The ceremony took place on Sunday, October 27th. The Duke of Marlborough and his sister Lady Henrietta Spencer-Churchill hosted the event. The Duke unveiled the statue along with International Churchill Society President Randolph Churchill and Churchill grandsons Rupert and Jeremy Soames. Other members of the Churchill family present included Emma Soames, Minnie Churchill, and Marina Brounger.
The striking, two-meter bronze statue shows the former Prime Minister standing and painting at an easel. At his feet sits a Pol Roger ice bucket in which rests Churchill’s favourite cuvée, Champagne Pol Roger Brut Vintage 1928. The addition to the grounds of the palace built for the first Duke of Marlborough by Queen Anne marks the sesquicentennial of the birth of the most famous person ever born at Blenheim.

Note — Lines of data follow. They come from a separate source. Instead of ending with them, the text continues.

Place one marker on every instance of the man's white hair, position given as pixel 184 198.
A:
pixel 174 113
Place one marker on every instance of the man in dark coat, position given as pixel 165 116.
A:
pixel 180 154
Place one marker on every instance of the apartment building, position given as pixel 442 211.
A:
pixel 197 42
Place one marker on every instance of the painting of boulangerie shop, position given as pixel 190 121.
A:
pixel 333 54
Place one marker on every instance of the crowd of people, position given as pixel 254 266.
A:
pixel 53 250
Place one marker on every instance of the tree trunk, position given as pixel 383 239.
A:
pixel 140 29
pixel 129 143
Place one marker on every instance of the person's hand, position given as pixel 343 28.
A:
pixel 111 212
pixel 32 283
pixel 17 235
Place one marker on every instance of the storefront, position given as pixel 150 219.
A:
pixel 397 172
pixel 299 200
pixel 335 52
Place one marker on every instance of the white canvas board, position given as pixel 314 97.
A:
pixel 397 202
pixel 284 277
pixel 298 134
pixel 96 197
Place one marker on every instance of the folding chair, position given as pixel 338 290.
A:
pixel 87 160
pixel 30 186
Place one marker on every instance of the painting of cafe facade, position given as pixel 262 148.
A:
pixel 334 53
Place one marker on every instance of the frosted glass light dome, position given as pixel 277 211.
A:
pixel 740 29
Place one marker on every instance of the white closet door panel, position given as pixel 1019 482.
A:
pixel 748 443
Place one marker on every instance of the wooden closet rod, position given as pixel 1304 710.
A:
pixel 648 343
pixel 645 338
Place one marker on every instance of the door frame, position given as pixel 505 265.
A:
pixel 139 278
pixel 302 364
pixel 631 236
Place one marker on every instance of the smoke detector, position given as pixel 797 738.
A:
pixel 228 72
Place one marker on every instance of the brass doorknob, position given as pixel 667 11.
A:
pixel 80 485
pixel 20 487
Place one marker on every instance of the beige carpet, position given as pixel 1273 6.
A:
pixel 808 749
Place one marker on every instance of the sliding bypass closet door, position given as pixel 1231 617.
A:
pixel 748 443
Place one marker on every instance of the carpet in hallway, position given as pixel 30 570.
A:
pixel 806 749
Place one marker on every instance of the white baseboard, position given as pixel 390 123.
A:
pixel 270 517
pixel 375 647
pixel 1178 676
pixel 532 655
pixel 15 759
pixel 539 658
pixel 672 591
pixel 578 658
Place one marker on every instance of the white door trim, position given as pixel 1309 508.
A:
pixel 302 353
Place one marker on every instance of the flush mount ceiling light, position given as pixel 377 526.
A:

Paul Rafferty, born in Oxford in 1965, moved from London to California in 1989, where he wrote, recorded and performed with the likes of Rod Stewart, Peter Frampton, Pat Benatar and Johnny Hallyday. In 2008, as an artist, he moved to the French Riviera, where he became fascinated by Winston Churchill’s paintings in Provence. Having exhibited around the world, he is represented by the Portland Gallery in London and has his own gallery in St-Paul-de-Vence on the Riviera.
Churchill was an avid painter, having taken it up during a family holiday in 1915 and continued the hobby throughout his life, creating over 500 works depicting a variety of subjects, including his goldfish pond at Chartwell and the landscapes of Marrakesh.